BEST MODE FOR CARRYING OUT THE INVENTION
[0094] Preferred embodiments of the present invention will be
described below with reference to the drawings.
[0095] First Embodiment
[0096] FIG. 1 illustrates a wristwatch-typed radio wave clock
according to an electronic timepiece of a first embodiment of the
present invention. FIG. 1 is a plane view of the radio wave clock
with a back lid of the radio wave clock removed. FIG. 2 is a
cross-sectional view of the main parts of FIG. 1. Incidentally, in
FIG. 1, it is assumed that upside of the drawing sheet is a 6
o'clock direction, downside is a 12 o'clock direction, and right is
a 3 o'clock direction.
[0097] A radio wave clock 1 includes a body case 7, a movement 100
for clock placed inside the body case 7, and an antenna 6 for
receiving standard radio wave including time information as
wireless information.
[0098] The body case 7 is substantially ring-shaped, and made of
nonconductive material such as ceramic and synthetic resin, or
diamagnetic material such as brass, gold, and gold alloy.

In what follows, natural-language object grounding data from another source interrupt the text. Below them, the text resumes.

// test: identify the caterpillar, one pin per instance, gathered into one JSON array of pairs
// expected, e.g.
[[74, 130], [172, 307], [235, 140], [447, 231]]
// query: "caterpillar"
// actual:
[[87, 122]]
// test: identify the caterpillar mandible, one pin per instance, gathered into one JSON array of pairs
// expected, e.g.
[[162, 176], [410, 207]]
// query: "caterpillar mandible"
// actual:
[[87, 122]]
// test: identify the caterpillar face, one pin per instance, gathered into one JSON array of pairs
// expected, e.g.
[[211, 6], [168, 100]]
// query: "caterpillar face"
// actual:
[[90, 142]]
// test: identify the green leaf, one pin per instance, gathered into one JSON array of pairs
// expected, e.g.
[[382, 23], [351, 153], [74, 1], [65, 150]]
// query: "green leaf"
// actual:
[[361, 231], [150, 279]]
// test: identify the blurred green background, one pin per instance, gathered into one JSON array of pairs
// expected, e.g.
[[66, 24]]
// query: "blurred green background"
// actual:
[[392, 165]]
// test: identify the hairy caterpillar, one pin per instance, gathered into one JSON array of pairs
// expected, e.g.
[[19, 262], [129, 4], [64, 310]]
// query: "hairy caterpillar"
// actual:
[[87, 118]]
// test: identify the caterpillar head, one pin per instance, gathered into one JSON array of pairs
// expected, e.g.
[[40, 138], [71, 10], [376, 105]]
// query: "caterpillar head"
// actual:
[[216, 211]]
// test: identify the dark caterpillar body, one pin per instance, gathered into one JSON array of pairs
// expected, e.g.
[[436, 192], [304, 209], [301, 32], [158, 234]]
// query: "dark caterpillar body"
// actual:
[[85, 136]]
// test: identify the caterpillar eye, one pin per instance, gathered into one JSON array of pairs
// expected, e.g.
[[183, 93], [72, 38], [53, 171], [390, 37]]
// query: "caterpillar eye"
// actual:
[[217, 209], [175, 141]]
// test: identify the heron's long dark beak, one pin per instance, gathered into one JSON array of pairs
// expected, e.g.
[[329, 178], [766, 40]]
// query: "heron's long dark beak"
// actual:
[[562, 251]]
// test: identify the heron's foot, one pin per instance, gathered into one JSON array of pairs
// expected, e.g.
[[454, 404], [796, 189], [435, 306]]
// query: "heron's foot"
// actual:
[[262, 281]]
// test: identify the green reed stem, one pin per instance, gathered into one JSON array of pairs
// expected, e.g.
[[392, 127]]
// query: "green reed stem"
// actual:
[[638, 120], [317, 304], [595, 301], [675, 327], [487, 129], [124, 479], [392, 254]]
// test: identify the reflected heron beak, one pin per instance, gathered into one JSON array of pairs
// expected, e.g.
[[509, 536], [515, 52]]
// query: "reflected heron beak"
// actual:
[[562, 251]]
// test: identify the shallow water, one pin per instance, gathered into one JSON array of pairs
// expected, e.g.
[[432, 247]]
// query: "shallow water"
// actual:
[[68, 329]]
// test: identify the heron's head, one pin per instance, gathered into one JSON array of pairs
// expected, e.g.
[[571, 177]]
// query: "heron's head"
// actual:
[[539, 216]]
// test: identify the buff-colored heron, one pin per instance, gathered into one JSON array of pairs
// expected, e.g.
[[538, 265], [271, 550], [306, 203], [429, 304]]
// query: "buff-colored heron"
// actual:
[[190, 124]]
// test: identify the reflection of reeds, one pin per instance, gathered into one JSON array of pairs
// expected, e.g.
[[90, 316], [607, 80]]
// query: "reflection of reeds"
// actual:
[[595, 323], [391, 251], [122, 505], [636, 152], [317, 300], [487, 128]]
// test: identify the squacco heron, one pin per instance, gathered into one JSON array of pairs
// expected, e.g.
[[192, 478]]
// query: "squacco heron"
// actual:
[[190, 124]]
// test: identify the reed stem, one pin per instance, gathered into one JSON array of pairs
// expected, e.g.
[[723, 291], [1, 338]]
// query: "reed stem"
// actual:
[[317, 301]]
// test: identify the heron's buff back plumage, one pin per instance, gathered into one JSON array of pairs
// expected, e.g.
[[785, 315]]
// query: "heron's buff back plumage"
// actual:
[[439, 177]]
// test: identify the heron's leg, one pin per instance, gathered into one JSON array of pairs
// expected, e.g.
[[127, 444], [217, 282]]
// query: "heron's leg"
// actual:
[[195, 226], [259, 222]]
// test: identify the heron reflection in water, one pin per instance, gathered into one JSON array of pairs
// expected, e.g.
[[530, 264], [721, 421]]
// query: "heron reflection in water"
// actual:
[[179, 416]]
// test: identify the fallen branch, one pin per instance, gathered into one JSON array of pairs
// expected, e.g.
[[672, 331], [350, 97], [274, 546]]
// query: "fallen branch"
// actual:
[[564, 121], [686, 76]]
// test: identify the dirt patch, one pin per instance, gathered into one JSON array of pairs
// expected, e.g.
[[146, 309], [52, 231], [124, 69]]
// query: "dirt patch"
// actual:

The body
case 7 also includes attaching portions on the peripheral two
opposite locations respectively for attaching a band for wristwatch
77.
[0099] A time display portion 76 is provided on one end face side
of the body case 7, and a windshield 75, being made of a
nonconductive glass (sapphire glass, etc.), is also fittingly
provided from the outside of the time display portion 76 (reference
to FIG. 2). The time display portion 76 includes a clock face 761
installed inside the ring of the body case 7, and hands (not shown)
rotating above the clock face 761.
[0100] A substantially circular shaped concave portion 71 is formed
by the back surface of the substantially circular shaped clock face
761 and the inner wall of the body case 7. The concave portion 71
is open toward the opposite of the time display portion 76, and the
movement 100 for clock is provided in the concave portion 71. As
shown in FIG. 2, the concave portion 71 is covered by the back lid
74. Further, the clock face 761 and the back lid 74 preferably
include a portion made of nonconductive member (ceramic, synthetic
resin, etc.).
[0101] As shown in the cross-sectional view of FIG. 2, a receiving
space 72 for receiving the antenna 6 therein is formed in the body
case 7 by hollowing it. The receiving space 72 and the concave
portion 71 are connected with each other by a connection passage so
that the wiring from the antenna 6 can be connected to the movement
100.
[0102] An external manipulation mechanism 73 is installed on the
body case 7 in the about three o'clock direction. The external
manipulation mechanism 73 includes a crown 731 provided to allow
three stages positions to be adjusted into, that is, 0 stage, 1
stage, and 2 stage, and a first switch 732 and a second switch 733
installed on the both sides of the crown 731 respectively.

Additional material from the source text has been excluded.